Intellectual Property – It’s Important to Your Health

Is it me or does it seem like lately, everything I’ve written about has been another complicated, hard to understand part of America’s healthcare system? Well, get ready for one more—the part intellectual property plays in keeping you and me healthy.

In our healthcare system intellectual property (IP) is an asset that can be protected by a patent that allows the discoverer/creator/developer of a new drug/technique/medical device/etc. to have the exclusive rights to the profits of her/his idea for a period of time. This concept of granting a patent has been around for centuries and was determined to be so important to the growth of our new country that it was incorporated into the Constitution, ratified in 1783, in what is known as the Intellectual Property Clause, Article I, Section 8, Clause 8, which reads:

“[The Congress shall have Power . . .] To promote the Progress of Science and useful Arts, by securing for limited Times to Authors and Inventors the exclusive Right to their respective Writings and Discoveries.”

Senators Bob Dole and Birch Bayh, in the late 1970s, recognized that our country wasn’t taking advantage of our constitutional and patent IP protections because many of the new ideas, generated in different institutions in our country, weren’t making it into the marketplace. They wrote the Bayh-Dole Act, a law enacted in 1980, that paved a way for private industry to fund the expensive process of bringing a new drug to market.
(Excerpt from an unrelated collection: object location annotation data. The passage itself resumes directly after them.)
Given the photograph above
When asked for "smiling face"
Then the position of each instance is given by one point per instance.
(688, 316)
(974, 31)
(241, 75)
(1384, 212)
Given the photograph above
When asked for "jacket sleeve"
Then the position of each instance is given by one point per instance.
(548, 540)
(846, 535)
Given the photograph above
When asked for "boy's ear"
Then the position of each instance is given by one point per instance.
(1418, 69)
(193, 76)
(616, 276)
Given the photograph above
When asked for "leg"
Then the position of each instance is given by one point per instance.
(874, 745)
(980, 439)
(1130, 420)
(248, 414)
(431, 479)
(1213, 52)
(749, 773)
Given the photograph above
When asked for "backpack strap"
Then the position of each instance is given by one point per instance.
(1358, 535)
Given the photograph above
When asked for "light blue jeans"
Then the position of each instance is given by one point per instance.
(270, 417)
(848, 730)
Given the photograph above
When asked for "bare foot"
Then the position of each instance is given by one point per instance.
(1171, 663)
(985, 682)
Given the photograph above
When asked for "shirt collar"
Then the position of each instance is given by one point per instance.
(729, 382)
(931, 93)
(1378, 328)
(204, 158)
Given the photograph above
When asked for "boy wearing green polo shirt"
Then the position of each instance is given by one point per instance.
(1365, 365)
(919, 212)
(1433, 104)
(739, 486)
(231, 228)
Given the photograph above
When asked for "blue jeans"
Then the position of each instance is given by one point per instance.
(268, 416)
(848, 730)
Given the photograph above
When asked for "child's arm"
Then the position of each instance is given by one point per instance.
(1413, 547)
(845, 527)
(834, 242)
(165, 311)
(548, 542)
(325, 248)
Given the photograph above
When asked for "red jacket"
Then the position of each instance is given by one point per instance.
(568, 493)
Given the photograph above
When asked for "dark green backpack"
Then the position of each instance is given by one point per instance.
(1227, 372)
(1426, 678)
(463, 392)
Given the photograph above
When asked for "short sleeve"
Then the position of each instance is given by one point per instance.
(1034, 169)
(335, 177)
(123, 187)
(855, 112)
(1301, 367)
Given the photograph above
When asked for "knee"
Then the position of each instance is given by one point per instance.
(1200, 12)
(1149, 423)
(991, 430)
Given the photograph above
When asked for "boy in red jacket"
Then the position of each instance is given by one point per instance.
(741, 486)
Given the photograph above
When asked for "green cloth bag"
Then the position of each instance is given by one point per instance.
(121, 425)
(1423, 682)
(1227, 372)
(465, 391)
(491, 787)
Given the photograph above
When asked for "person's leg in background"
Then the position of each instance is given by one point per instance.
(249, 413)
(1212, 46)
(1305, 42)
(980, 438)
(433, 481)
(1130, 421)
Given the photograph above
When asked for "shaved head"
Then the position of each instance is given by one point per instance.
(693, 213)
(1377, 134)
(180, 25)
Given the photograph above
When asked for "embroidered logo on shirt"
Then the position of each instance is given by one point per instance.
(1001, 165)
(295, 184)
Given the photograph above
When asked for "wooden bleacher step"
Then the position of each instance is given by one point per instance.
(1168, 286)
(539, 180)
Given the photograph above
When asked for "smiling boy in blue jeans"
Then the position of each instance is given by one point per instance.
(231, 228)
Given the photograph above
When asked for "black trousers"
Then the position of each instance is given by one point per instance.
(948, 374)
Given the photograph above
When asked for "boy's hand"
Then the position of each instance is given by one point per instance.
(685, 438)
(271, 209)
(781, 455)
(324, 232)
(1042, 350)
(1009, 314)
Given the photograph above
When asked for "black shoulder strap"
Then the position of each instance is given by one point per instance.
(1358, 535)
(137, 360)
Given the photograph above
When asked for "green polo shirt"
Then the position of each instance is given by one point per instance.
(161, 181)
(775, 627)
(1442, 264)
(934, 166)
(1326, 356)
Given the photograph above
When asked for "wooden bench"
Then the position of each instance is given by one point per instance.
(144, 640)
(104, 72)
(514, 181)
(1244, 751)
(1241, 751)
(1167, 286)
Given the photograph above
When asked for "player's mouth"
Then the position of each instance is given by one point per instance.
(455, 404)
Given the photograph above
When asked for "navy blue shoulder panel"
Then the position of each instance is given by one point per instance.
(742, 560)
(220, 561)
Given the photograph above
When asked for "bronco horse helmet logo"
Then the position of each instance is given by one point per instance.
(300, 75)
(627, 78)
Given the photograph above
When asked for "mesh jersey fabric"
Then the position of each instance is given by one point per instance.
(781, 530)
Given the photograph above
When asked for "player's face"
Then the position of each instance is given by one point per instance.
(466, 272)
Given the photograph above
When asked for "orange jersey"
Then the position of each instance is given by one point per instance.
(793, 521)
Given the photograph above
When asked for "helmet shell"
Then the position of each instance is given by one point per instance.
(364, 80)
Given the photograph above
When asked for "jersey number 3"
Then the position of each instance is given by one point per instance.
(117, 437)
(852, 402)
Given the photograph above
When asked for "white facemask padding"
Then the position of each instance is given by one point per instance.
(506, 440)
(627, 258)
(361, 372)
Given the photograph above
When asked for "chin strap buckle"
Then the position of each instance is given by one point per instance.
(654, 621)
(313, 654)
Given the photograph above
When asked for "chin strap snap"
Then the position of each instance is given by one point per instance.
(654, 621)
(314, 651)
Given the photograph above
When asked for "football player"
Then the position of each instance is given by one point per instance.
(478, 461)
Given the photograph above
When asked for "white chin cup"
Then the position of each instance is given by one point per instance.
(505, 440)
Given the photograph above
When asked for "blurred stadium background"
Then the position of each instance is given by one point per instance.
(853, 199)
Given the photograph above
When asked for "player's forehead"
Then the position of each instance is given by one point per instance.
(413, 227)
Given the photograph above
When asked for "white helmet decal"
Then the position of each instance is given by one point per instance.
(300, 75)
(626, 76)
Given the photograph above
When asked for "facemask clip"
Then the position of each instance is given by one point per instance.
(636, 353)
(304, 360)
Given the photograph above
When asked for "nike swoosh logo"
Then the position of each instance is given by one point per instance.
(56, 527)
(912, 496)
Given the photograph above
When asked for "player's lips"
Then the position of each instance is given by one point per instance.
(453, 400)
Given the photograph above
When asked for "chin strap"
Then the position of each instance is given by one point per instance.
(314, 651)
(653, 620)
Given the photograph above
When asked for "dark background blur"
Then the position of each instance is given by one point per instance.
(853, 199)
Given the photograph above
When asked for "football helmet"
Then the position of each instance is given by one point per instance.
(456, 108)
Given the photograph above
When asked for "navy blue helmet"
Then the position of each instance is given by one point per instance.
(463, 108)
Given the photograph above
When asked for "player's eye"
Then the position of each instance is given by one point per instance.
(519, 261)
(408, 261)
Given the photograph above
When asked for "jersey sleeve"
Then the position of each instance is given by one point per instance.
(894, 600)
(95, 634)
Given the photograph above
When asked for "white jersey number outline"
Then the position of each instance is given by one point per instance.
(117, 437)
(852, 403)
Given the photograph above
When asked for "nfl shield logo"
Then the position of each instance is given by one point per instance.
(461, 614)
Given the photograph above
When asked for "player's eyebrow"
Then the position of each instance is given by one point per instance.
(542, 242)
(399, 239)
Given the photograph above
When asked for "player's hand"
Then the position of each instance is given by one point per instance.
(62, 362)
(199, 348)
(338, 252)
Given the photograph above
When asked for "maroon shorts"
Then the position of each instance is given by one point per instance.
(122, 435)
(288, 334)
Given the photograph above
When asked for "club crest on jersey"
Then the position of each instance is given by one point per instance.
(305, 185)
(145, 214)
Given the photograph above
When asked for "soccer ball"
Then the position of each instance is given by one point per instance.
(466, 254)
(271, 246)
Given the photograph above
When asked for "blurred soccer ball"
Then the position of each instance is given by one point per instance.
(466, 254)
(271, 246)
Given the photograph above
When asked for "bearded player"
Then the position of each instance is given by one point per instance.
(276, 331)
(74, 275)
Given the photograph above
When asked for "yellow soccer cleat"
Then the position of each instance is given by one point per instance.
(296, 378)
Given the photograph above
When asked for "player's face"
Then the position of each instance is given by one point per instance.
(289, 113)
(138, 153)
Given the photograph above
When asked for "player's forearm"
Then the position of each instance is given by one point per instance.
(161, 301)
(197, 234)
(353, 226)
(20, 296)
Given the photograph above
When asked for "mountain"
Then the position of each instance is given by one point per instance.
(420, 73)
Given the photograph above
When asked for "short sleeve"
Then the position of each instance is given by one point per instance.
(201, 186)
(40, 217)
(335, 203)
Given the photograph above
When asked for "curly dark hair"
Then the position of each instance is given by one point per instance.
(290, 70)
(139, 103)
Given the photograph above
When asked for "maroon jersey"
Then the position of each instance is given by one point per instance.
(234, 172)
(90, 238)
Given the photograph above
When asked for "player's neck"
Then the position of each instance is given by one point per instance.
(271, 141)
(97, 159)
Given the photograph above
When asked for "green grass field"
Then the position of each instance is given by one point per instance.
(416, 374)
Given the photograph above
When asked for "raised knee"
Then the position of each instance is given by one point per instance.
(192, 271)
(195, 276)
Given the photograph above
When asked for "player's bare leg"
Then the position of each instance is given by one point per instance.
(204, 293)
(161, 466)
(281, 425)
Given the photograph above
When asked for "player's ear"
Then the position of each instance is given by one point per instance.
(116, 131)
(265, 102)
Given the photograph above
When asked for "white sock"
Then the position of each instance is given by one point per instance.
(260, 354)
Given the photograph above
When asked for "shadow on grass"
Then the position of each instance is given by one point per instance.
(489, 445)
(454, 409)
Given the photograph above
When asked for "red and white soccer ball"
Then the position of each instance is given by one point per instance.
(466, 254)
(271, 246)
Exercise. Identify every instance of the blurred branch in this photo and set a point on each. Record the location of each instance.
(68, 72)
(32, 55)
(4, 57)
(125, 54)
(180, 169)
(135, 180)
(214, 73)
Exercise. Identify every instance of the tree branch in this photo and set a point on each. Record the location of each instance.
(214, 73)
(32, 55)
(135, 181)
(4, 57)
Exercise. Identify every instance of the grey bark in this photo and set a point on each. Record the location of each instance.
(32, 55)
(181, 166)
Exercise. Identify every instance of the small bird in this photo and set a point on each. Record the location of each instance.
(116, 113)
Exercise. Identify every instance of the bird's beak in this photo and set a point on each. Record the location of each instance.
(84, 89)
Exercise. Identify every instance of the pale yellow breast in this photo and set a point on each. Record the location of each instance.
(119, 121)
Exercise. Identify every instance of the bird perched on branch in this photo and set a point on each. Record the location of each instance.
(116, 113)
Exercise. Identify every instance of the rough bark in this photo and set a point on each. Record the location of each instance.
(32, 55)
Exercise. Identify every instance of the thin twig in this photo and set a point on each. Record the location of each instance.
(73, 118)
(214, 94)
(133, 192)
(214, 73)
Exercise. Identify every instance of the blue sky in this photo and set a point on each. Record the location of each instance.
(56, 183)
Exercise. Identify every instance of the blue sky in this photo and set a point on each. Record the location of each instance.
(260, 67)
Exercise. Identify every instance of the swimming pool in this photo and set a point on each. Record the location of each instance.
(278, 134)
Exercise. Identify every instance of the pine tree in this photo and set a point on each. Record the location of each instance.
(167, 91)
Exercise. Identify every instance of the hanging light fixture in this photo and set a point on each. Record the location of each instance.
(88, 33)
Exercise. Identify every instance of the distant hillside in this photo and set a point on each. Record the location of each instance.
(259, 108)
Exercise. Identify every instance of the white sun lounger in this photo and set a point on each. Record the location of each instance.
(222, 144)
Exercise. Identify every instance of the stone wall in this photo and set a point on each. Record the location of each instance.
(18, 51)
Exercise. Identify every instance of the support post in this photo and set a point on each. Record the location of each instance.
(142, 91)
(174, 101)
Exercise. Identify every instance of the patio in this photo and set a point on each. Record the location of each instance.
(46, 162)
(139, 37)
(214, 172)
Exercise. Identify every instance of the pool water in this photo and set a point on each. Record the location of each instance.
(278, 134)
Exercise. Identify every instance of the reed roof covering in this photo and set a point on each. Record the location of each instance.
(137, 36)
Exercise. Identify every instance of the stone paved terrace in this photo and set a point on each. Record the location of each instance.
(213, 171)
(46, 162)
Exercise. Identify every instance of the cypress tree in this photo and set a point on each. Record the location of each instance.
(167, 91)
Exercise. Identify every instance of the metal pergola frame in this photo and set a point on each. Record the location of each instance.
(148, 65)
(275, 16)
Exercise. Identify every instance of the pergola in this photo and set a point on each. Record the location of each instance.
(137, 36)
The Bayh-Dole Act is almost universally credited with enabling the United States to become the worldwide leader in new prescription drug development.

The importance of IP to our healthcare system was further magnified by the enactment of the Hatch-Waxman Act in 1984 which sought to strike a balance between the right to exclusivity of the original discoverer of a medicine and the value of allowing the development of a generic alternative. As I discussed in an earlier blog, some lawmakers have sought to upset this balance by using language in the Bayh-Dole Act to arbitrarily insert price controls into our innovation ecosystem. These types of actions only serve to weaken our IP protections.

So, what’s the status of our IP protections these days? Are they under attack and should we still be worried? Yes, and yes. It seems that our lawmakers, and the world in general, want to ignore the long-term benefits of IP protection to serve some short-term and often ill-defined goal. Early in the pandemic the World Trade Organization (WTO) wanted to override the TRIPS (Trade-Related Aspects of Intellectual Property Rights) laws by granting a waiver which would distribute the IP protected secrets to other countries in the misguided belief that it would accelerate the creation and distribution of vaccines in other countries. A modified TRIPS waiver was approved in 2022, but it never lived up to its promise of increased patient access to COVID-19 vaccines. In fact, the WTO has not documented a single instance of the TRIPS waiver resulting in increased vaccine production. Yet today, members of the World Health Organization want to expand the waiver to include the ongoing therapeutics associated with COVID-19. The pandemic emergency has been formally declared over, yet the worldwide IP protections are still under attack.

There is another place where innovation is being attacked. As mentioned above, the Bayh-Dole act was pivotal in helping the U.S. become the world innovation leader in medicine discovery. Some lawmakers and the current administration are proposing that certain language in that law allows them to arbitrarily dictate the price of some prescription drugs. This language was never meant to allow price fixing. In fact, Senator Bayh and Senator Dole both have declared that no language in the Act or even the basic concept of the Act was never meant to allow for any form of price setting.

It is amazing to me that our government is willing to grasp at any straw available to insert themselves into our healthcare under the guise that it will lower drug prices. It seems that bending the intent of established laws or resorting to executive orders is becoming a common way for our leaders to govern. They prefer to work in the grey areas of the law (knowing that they will be challenged in court) to ram through these dubious and unproven changes. It is especially disconcerting to observe that the frequency and the decibel level increase just happens to occur in a major election year. Our leaders seem unable to take the long-range look at anything. They are willing to dilute intellectual property protections when they were the very reason that we were able to discover, test and manufacturer the life-saving vaccines in less than a year. A tenth of the time that it historically took to bring a vaccine to market. One key reason, that everyone seems to forget, is that private investment had been financing the research into the mRNA technology, the basis for the first and most successful COVID-19 vaccine, for over a decade. This investment was feasible because of the worldwide IP protections that were in place. A short-term sound bite in an election year shouldn’t take priority over the future promising benefits of the mRNA technology in the development of new medicines for cancer, HIV, hepatitis C, rheumatoid arthritis, and others.

The issue of IP protections and how its role during a pandemic is complicated, I wish it were simpler. This issue boils down to the fact that the protection of patents and intellectual property were deemed important 241 years ago, and they have been the engine of innovation ever since. We need to do everything in our power to preserve this powerful concept.